Having made my complaint about that matter, I agree that these are dangerous times. The Home Secretary and the shadow Home Secretary are absolutely right that we need to act quickly but carefully, while recognising not only that ISIL and extremist groups are operating in Iraq and Syria but that those who support those groups are acting in countries all over the world.

Yesterday I met Nathalie Goulet, the chair of the French Senate Committee that is inquiring into the struggle of jihadi networks in France and Europe. I was astonished to hear that the situation in respect of French citizens travelling to Iraq and Syria is much worse in France than it is in our country. I looked up the last report our Select Committee published, and it must be a surprise for the House to learn that countries such as Belgium, Australia and even Norway are in exactly the same position as we are in respect of citizens who wish to travel abroad to fight.

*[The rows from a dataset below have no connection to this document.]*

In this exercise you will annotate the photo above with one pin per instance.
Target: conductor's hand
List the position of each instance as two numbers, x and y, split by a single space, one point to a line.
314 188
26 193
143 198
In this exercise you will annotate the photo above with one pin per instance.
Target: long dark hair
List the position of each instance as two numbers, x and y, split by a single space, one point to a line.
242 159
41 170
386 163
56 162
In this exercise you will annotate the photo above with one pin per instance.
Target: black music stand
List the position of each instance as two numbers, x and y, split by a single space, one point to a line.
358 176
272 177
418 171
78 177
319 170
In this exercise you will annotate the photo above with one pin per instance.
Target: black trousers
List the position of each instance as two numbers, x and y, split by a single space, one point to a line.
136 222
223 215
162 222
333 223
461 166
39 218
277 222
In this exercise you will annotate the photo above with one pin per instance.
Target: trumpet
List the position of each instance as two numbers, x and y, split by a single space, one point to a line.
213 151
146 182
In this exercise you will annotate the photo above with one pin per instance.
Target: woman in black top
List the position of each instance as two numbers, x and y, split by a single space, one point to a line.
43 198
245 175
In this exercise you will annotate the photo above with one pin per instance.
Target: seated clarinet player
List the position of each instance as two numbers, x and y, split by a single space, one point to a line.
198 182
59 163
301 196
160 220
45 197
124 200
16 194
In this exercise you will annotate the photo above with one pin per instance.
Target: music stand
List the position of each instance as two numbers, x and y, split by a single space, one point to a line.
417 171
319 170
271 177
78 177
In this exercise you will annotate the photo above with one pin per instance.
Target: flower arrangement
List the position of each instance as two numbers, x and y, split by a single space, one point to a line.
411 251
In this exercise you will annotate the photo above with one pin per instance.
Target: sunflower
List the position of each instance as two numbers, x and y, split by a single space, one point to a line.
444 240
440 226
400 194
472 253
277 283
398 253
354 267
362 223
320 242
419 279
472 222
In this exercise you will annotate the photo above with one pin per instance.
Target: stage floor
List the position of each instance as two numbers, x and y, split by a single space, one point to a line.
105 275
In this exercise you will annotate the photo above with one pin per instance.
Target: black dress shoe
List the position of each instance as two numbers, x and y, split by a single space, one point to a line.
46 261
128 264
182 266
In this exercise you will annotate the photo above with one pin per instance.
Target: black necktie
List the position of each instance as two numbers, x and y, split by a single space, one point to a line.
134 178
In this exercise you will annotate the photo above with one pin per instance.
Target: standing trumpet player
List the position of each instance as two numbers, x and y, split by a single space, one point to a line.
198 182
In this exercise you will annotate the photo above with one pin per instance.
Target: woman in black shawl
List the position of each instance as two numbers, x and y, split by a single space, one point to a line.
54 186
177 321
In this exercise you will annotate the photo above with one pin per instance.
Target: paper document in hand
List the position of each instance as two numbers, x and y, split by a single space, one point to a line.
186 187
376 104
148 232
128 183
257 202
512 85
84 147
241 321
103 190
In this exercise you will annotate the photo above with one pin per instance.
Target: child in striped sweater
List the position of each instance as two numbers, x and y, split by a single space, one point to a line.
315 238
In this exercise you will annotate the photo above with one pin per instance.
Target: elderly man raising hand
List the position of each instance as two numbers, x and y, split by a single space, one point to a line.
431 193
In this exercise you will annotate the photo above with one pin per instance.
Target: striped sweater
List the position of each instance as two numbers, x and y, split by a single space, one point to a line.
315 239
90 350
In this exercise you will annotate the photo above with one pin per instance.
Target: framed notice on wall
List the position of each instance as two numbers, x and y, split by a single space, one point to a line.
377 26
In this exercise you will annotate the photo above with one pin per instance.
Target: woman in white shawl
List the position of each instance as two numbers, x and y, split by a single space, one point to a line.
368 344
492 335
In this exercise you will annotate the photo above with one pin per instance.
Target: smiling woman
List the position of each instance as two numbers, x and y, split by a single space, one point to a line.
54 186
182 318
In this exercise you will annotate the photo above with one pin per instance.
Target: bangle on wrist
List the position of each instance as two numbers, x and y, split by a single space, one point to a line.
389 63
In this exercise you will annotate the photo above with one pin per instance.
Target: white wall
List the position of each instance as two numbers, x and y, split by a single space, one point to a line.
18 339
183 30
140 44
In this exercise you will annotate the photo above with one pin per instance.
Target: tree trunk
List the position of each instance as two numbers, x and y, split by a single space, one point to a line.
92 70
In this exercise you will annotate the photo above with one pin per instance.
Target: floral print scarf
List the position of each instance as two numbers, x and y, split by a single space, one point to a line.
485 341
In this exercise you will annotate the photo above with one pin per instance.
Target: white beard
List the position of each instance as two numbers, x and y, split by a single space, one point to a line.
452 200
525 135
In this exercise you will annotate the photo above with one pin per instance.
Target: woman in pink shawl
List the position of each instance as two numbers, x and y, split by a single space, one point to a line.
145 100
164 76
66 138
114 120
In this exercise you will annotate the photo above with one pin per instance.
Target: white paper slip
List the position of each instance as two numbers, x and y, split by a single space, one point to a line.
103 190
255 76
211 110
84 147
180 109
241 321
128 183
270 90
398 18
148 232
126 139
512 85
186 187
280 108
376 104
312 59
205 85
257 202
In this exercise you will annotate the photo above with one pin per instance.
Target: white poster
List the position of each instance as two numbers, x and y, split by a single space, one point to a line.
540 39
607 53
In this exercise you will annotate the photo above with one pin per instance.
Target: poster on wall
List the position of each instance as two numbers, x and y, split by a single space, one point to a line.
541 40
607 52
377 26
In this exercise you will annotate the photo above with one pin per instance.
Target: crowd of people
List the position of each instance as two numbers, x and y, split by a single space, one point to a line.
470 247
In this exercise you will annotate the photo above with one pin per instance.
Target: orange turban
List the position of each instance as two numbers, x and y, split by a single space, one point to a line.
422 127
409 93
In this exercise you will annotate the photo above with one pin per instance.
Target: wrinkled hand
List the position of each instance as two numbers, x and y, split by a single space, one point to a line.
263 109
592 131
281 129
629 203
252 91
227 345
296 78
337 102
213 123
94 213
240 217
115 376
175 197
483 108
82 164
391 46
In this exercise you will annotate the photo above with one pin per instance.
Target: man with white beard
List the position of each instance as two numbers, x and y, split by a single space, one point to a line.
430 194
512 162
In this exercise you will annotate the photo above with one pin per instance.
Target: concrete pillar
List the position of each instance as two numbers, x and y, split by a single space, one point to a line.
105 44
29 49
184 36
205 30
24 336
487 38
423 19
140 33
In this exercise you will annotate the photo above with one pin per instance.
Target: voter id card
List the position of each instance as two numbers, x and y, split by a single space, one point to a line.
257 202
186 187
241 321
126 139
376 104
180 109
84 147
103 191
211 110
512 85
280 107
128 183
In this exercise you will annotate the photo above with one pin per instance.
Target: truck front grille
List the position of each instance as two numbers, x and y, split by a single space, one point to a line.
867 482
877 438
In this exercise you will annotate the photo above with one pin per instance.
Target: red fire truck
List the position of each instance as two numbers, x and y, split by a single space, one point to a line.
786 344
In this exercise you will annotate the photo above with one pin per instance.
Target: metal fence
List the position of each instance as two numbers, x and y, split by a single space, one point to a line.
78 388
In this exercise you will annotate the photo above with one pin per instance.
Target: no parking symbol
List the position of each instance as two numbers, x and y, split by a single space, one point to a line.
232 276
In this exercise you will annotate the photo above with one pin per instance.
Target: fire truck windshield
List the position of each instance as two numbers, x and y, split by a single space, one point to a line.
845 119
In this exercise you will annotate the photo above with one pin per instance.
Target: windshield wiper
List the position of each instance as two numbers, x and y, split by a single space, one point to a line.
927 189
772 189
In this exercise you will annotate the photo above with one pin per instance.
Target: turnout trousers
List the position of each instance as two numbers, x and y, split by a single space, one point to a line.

That is why we cannot see the fight against terrorism as something that affects just this House. The shadow Home Secretary was right to raise the international dimension. The Select Committee was very clear in its last report published earlier this year in saying that there needed to be an international platform, with countries able to pool information and act together. We suggested that we should work through Interpol, which we saw as the most appropriate organisation, as it already exists to share information about organised crime. We felt that that was a platform that could be developed to build an international network with allies such as the French, the Dutch and others to ensure that we do things together and learn good practice.

I learned that in France, for example, they have a dedicated “Green Line”, which people can ring with information about those they suspect of being involved in terrorism, and parents can ring for advice and be guided in the right direction. As a result of the activities of the “Green Line”, the French authorities have been able to stop 200 people from travelling abroad to fight. There are other examples, and I hope that we use the good practice developed in other countries in order not to repeat mistakes and to move forward and try to find effective methods of stopping people travelling.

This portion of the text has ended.